The Hidden Cost of Staying on AWS
Beyond the raw GPU hourly rate, there are costs teams often don’t account for:
- Data egress fees: AWS charges $0.09/GB to move data out. A training dataset of 10TB costs $900 to egress — every time.
- Storage overhead: EFS (shared filesystem) pricing adds up fast for large model checkpoints. S3 + training workflow latency is a real bottleneck.
- Spot interruptions: AWS GPU spot instances can be reclaimed with 2 minutes’ notice. Losing 6 hours of training progress because of a spot interruption is painful and expensive.
- Support costs: AWS Enterprise Support is 10% of monthly spend. For teams spending $500K/month on compute, that’s $50K/month just for support.
When AWS Still Makes Sense
To be fair, there are scenarios where staying on AWS is the right call:
- You have significant committed AWS spend credits from a funding deal or AWS Activate
- Your data pipeline is deeply integrated with S3 and other AWS services
- You operate in a regulated industry (healthcare, finance) and need AWS’s compliance certifications
- Your team lacks the DevOps capacity to manage a multi-cloud setup
Even in these cases, many teams are moving inference workloads to cheaper GPU clouds while keeping training on AWS during a transition period.
How to Execute the Migration
Step 1: Audit Your Current GPU Spend
Pull your last 3 months of AWS Cost Explorer data filtered to EC2 GPU instance types.
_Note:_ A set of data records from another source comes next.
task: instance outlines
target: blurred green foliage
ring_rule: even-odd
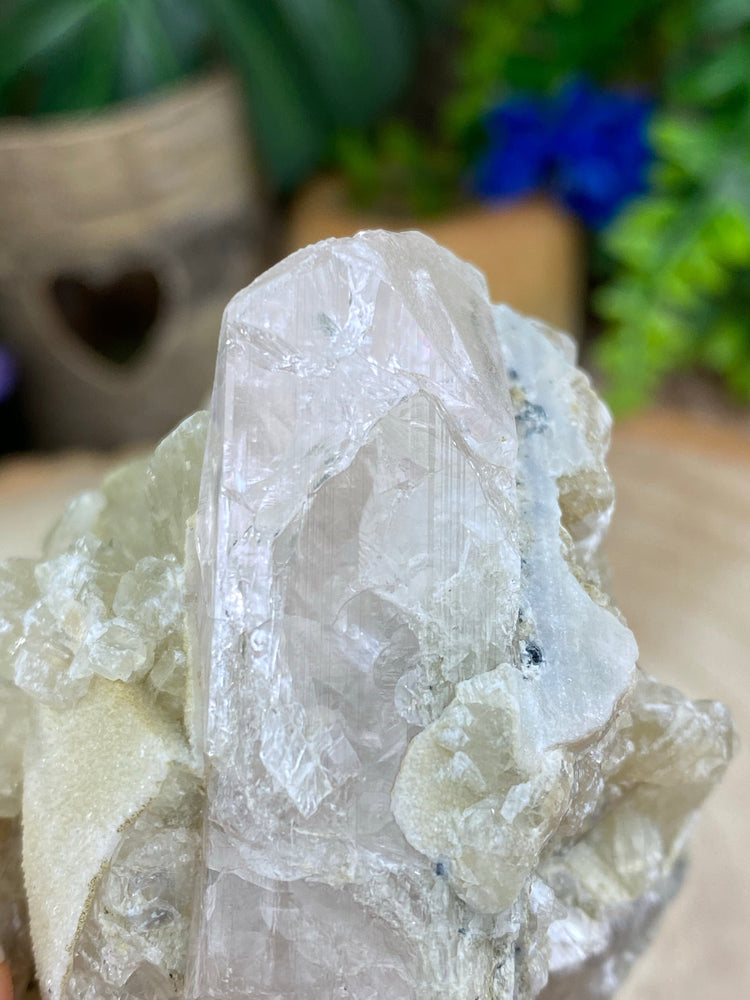
[[[446,133],[461,141],[504,93],[550,93],[572,76],[652,83],[687,28],[685,0],[470,0],[462,11]]]
[[[750,402],[750,0],[468,0],[447,88],[414,121],[339,137],[361,205],[450,208],[510,91],[572,75],[642,84],[660,108],[651,192],[592,250],[604,321],[596,357],[618,412],[676,369],[709,369]]]
[[[464,194],[486,140],[483,116],[509,91],[551,93],[573,75],[653,82],[688,26],[685,0],[467,0],[456,8],[447,86],[427,127],[388,121],[339,137],[354,201],[444,211]]]
[[[649,86],[652,190],[595,248],[609,401],[702,367],[750,402],[750,0],[0,0],[0,115],[97,111],[227,62],[277,187],[334,144],[360,205],[418,215],[460,200],[508,91]],[[410,81],[419,113],[377,124]]]
[[[651,193],[605,237],[597,357],[616,412],[675,369],[750,402],[750,4],[703,0],[665,79]]]
[[[380,125],[374,137],[363,131],[340,131],[336,157],[344,170],[349,195],[361,208],[377,207],[385,215],[419,218],[439,215],[455,200],[459,162],[455,149],[427,145],[405,121]]]
[[[406,86],[453,0],[2,0],[0,114],[95,111],[216,63],[283,189]]]

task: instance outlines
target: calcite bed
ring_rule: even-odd
[[[734,732],[637,666],[609,430],[421,234],[240,292],[210,415],[2,568],[19,985],[27,896],[48,1000],[612,996]]]

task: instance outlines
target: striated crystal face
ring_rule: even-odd
[[[196,996],[437,978],[402,940],[434,859],[390,796],[410,737],[512,655],[515,444],[483,284],[425,237],[324,244],[230,305],[197,526]]]
[[[612,996],[734,735],[606,592],[609,427],[418,233],[240,292],[210,420],[0,567],[17,981],[22,809],[46,1000]]]

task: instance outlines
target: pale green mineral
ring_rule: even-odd
[[[205,427],[196,414],[75,500],[36,565],[0,569],[0,815],[20,814],[23,785],[45,997],[182,995],[202,786],[183,722],[181,505],[197,507]],[[0,935],[22,982],[16,864]]]

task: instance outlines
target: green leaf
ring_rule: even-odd
[[[728,40],[713,58],[685,75],[679,100],[683,104],[714,104],[749,87],[750,41],[740,36]]]
[[[701,237],[708,252],[729,267],[750,267],[750,218],[741,205],[719,204]]]
[[[678,210],[669,198],[643,198],[628,206],[604,235],[607,250],[635,271],[650,273],[663,252],[662,237]]]
[[[66,36],[40,60],[42,112],[93,111],[113,98],[120,34],[120,7],[102,4],[86,23],[87,55],[77,33]]]
[[[60,44],[104,0],[28,0],[0,17],[0,88]]]
[[[654,371],[668,371],[686,360],[689,328],[669,309],[655,305],[643,317],[643,333],[648,365]]]
[[[154,0],[164,30],[184,72],[204,65],[215,43],[204,0]]]
[[[616,323],[637,322],[649,307],[648,291],[632,276],[602,286],[594,296],[597,312]]]
[[[618,327],[594,350],[605,373],[604,398],[616,416],[640,409],[658,384],[649,368],[646,343],[638,326]]]
[[[741,320],[726,317],[703,338],[699,360],[720,374],[726,374],[747,361],[747,333]]]
[[[393,0],[274,0],[333,121],[363,125],[405,83],[414,38]]]
[[[140,97],[181,75],[171,40],[151,0],[122,4],[118,97]]]
[[[334,149],[352,201],[360,208],[372,208],[382,193],[383,173],[370,142],[363,132],[345,129],[337,133]]]
[[[313,82],[267,0],[210,0],[213,23],[242,76],[269,172],[289,188],[322,158],[330,130]]]
[[[708,178],[716,170],[721,150],[716,136],[701,122],[660,115],[651,127],[651,137],[657,153],[690,177]]]
[[[675,273],[685,284],[710,295],[720,294],[728,285],[726,269],[711,256],[708,247],[699,238],[680,255]]]
[[[703,0],[697,8],[699,27],[710,32],[732,31],[750,24],[747,0]]]
[[[440,0],[432,17],[442,16],[440,7],[456,0]],[[409,14],[401,0],[354,0],[369,50],[368,62],[374,83],[371,111],[362,122],[388,107],[406,89],[414,69],[420,42],[419,17]],[[424,12],[422,12],[424,17]]]

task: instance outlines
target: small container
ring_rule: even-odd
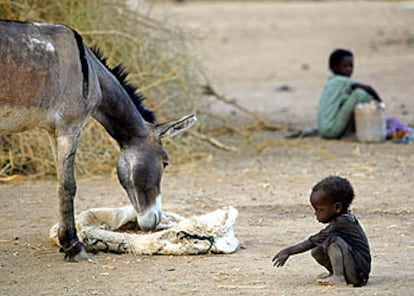
[[[382,102],[358,103],[355,107],[356,138],[359,142],[375,143],[386,139],[385,106]]]

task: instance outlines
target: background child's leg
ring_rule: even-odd
[[[373,99],[374,98],[371,95],[360,88],[353,90],[349,98],[344,102],[341,109],[336,114],[335,123],[330,128],[328,134],[332,138],[340,138],[346,128],[352,124],[356,104],[366,103]]]

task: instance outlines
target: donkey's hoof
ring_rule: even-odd
[[[72,257],[72,262],[80,262],[80,261],[91,261],[91,259],[88,256],[88,253],[86,252],[83,246],[82,246],[82,250],[78,254],[76,254],[74,257]]]
[[[65,260],[69,262],[89,261],[88,253],[85,246],[81,242],[73,243],[69,248],[63,250],[65,252]]]

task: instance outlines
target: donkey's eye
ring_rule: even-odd
[[[163,161],[162,162],[162,166],[164,167],[164,169],[168,166],[168,161]]]

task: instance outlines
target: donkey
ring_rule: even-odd
[[[161,219],[161,178],[168,155],[161,138],[195,122],[195,115],[155,124],[143,97],[126,81],[122,65],[110,68],[70,27],[0,20],[0,134],[44,128],[57,167],[59,242],[68,261],[88,260],[75,228],[75,155],[90,117],[120,147],[118,178],[142,230]]]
Calculate your effective cost per GPU-hour. This will be your baseline for comparison.
Step 2: Run a Parallel Benchmark
Before committing, run the same training job on your target provider and AWS simultaneously. Measure wall-clock training time, not just theoretical FLOPS. Network and storage latency can significantly affect real-world training throughput.
Step 3: Migrate in Stages
Start with dev/research workloads on the new provider. Then migrate fine-tuning. Finally, move large pre-training runs once you trust the infrastructure.
Want to compare providers side by side before making the jump? Use the ComputeStacker comparison tool to benchmark pricing and specs across all major GPU clouds. Or submit a compute request and receive quotes from multiple providers at once.
Frequently Asked Questions
Is it safe to move AI training workloads off AWS?
Yes. Major specialized GPU cloud providers like Lambda Labs, CoreWeave, and RunPod maintain enterprise-grade security, SOC 2 certifications, and uptime SLAs comparable to AWS for GPU workloads. The key is to vet your provider’s compliance certifications against your requirements before migrating.
How much can I save by moving from AWS to a specialized GPU cloud?
Savings of 50-70% on GPU compute costs are common when moving from AWS on-demand GPU instances to specialized providers. The exact savings depend on your workload, instance type, and commitment level. Reserved pricing on specialized clouds can deliver even greater savings.